Donne coperte dal velo, fino a diventare ombre nere come nel capolavoro a fumetti (e cartoon) Persepolis di Marjane Satrapi. Donne schiacciate dal maschilismo più retrivo della Persia, fino a desiderare la propria morte: «Pensai che l’unico modo per liberarsi del dolore fosse liberarsi del mondo». Donne dal corpo rinsecchito dal male, scarnificato dalla sofferenza, umiliato dall’ingiustizia. Paiono martiri o fantasmi, alcune di loro lo sono in senso letterale. Si ritrovano in un giardino di pace e bellezza dai colori più saturi, forse completamente irreale, simbolo di quello che non esiste ancora, nemmeno nell’Iran di oggi.
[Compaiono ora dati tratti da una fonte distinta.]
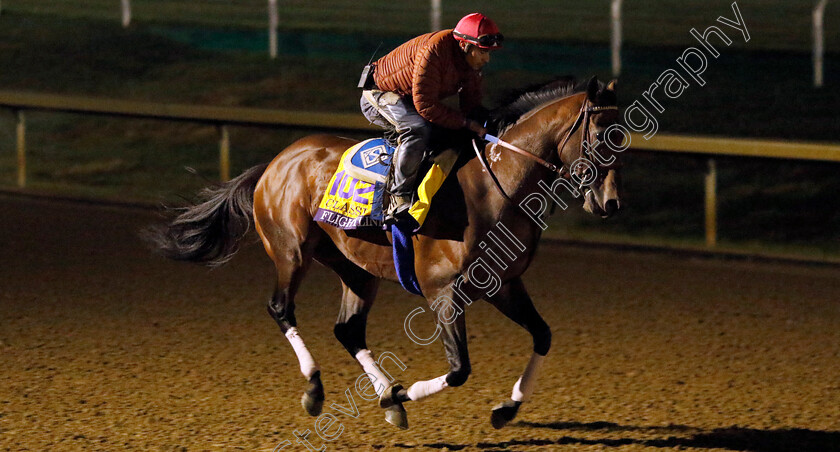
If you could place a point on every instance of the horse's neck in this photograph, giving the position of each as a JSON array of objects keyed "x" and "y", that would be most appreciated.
[{"x": 537, "y": 132}]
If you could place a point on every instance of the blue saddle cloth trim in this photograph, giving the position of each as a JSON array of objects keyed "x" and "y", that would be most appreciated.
[{"x": 404, "y": 258}]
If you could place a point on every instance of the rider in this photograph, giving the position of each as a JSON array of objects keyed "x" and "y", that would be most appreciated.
[{"x": 409, "y": 85}]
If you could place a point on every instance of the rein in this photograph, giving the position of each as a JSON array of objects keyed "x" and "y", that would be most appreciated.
[{"x": 582, "y": 118}]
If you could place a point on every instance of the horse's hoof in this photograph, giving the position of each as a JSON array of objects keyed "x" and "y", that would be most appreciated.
[
  {"x": 313, "y": 398},
  {"x": 395, "y": 414},
  {"x": 389, "y": 397},
  {"x": 504, "y": 413}
]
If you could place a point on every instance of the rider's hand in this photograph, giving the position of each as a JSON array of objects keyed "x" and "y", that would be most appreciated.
[{"x": 477, "y": 128}]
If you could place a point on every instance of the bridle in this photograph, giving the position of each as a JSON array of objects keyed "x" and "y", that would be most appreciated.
[{"x": 582, "y": 119}]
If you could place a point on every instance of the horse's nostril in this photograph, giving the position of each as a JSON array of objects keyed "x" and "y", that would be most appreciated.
[{"x": 611, "y": 206}]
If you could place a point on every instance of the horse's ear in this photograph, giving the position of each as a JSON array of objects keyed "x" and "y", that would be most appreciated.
[{"x": 592, "y": 88}]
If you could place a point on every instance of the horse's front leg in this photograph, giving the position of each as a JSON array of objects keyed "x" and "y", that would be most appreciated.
[
  {"x": 513, "y": 301},
  {"x": 452, "y": 330}
]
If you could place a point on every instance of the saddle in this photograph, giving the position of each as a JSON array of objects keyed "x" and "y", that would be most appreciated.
[{"x": 356, "y": 197}]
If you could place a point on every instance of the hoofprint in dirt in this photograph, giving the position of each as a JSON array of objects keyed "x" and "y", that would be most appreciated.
[{"x": 106, "y": 347}]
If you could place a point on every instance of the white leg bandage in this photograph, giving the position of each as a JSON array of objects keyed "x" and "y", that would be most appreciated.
[
  {"x": 423, "y": 389},
  {"x": 379, "y": 380},
  {"x": 308, "y": 366},
  {"x": 524, "y": 387}
]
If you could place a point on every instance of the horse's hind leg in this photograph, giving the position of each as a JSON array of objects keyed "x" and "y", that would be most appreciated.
[
  {"x": 291, "y": 268},
  {"x": 358, "y": 292},
  {"x": 513, "y": 301}
]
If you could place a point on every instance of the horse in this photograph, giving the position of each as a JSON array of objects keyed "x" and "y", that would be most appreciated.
[{"x": 558, "y": 131}]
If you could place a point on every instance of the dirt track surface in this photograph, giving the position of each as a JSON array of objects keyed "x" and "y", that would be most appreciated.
[{"x": 107, "y": 347}]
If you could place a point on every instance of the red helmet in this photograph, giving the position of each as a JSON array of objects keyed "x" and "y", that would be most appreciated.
[{"x": 477, "y": 29}]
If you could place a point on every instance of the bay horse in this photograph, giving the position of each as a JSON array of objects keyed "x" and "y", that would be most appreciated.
[{"x": 558, "y": 126}]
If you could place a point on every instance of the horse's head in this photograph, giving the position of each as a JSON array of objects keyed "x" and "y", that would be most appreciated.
[{"x": 587, "y": 148}]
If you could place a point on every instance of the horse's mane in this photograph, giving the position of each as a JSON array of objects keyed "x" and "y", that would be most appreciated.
[{"x": 521, "y": 101}]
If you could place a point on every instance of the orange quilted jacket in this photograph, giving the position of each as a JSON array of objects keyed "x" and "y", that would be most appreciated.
[{"x": 430, "y": 68}]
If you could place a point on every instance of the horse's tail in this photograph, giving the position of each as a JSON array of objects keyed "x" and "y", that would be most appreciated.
[{"x": 209, "y": 231}]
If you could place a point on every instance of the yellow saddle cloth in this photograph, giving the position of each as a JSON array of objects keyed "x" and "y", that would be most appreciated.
[{"x": 353, "y": 198}]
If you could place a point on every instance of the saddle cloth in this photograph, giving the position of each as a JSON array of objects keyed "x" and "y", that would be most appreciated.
[{"x": 353, "y": 198}]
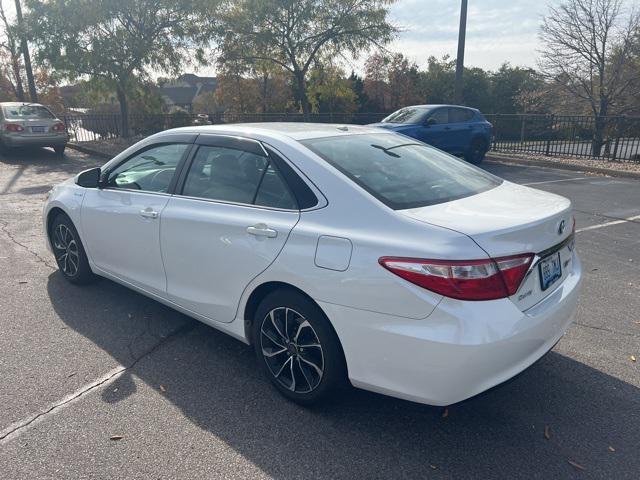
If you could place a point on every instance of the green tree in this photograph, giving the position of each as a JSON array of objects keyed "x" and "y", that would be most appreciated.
[
  {"x": 330, "y": 91},
  {"x": 118, "y": 41},
  {"x": 296, "y": 33}
]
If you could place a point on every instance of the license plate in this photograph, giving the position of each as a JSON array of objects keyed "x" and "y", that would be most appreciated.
[{"x": 550, "y": 270}]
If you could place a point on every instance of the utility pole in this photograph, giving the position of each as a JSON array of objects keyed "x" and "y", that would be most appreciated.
[
  {"x": 460, "y": 58},
  {"x": 25, "y": 53}
]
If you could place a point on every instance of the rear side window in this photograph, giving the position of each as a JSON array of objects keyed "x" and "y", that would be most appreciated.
[
  {"x": 439, "y": 117},
  {"x": 238, "y": 176},
  {"x": 401, "y": 173},
  {"x": 26, "y": 112},
  {"x": 410, "y": 115},
  {"x": 460, "y": 115}
]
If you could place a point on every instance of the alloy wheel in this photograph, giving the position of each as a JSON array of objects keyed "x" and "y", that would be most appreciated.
[
  {"x": 66, "y": 248},
  {"x": 292, "y": 350}
]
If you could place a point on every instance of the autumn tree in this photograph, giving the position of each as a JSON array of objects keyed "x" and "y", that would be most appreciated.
[
  {"x": 10, "y": 56},
  {"x": 117, "y": 41},
  {"x": 586, "y": 46},
  {"x": 296, "y": 33}
]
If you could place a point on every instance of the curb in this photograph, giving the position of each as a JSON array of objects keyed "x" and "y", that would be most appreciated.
[
  {"x": 563, "y": 166},
  {"x": 90, "y": 151}
]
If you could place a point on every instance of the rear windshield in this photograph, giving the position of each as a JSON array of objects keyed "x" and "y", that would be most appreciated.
[
  {"x": 408, "y": 115},
  {"x": 25, "y": 112},
  {"x": 401, "y": 172}
]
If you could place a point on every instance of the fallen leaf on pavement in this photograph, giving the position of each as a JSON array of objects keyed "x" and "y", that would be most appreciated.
[{"x": 576, "y": 465}]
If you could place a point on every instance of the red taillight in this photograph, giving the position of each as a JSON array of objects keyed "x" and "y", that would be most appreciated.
[
  {"x": 13, "y": 127},
  {"x": 486, "y": 279}
]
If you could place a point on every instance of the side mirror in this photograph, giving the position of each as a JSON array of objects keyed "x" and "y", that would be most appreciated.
[{"x": 89, "y": 178}]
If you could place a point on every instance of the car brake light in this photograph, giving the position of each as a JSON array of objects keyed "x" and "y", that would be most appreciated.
[
  {"x": 13, "y": 127},
  {"x": 486, "y": 279}
]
Le labbra tornano rosse, i capelli liberi, gli sguardi rivivono ancora.
L’artista esule Shirin Neshat, dopo fotografie epocali e rivoluzionarie come la serie Donne di Allah (corpi femminili coperti, come incisi, da calligrafie persiane), realizza un film duro e onirico sulle donne iraniane, ambientato durante il colpo di Stato del 1953 contro il primo ministro eletto Mosaddeq, e tratto dal romanzo omonimo della scrittrice Shahrnush Parsipur (ed. Tranchida).
Neshat inquadra quattro volti e corpi di donne, mentre il regime militare appoggiato dalla Cia resta sullo sfondo. Quattro identità femminili si intrecciano tra vita e morte, realtà e superstizione, Storia e mito, in un giardino fuori dal mondo che piacerebbe al poeta Tonino Guerra. Donne sensibili, più che «senza», «nonostante» gli uomini. Neshat lavora con il simbolico (a volte, forse, eccedendo). Ha una forza non comune nell’inquadrare il silenzio, il buio e il vuoto. Il suo Donne senza uomini, Leone d’argento all’ultima Mostra di Venezia, andando oltre il valore narrativo, è testimonianza visiva forte e destabilizzante di un dolore senza fine. Ogni inquadratura è traccia di un «è ancora» che brucia nella coscienza dello spettatore.
La dedica finale è rivolta o estesa alle donne di oggi del movimento verde. Mentre scriviamo il regista Jafar Panahi (l’autore di Il palloncino bianco e Il cerchio) è stato arrestato insieme alla moglie e alla figlia, perché stava girando un documentario sui movimenti contro l’attuale regime. Vedere Donne senza uomini (in sala dal 12 marzo) è anche un modo per continuare a fare vivere le voci migliori dell’Iran di oggi impegnato in una difficile ricerca di libertà.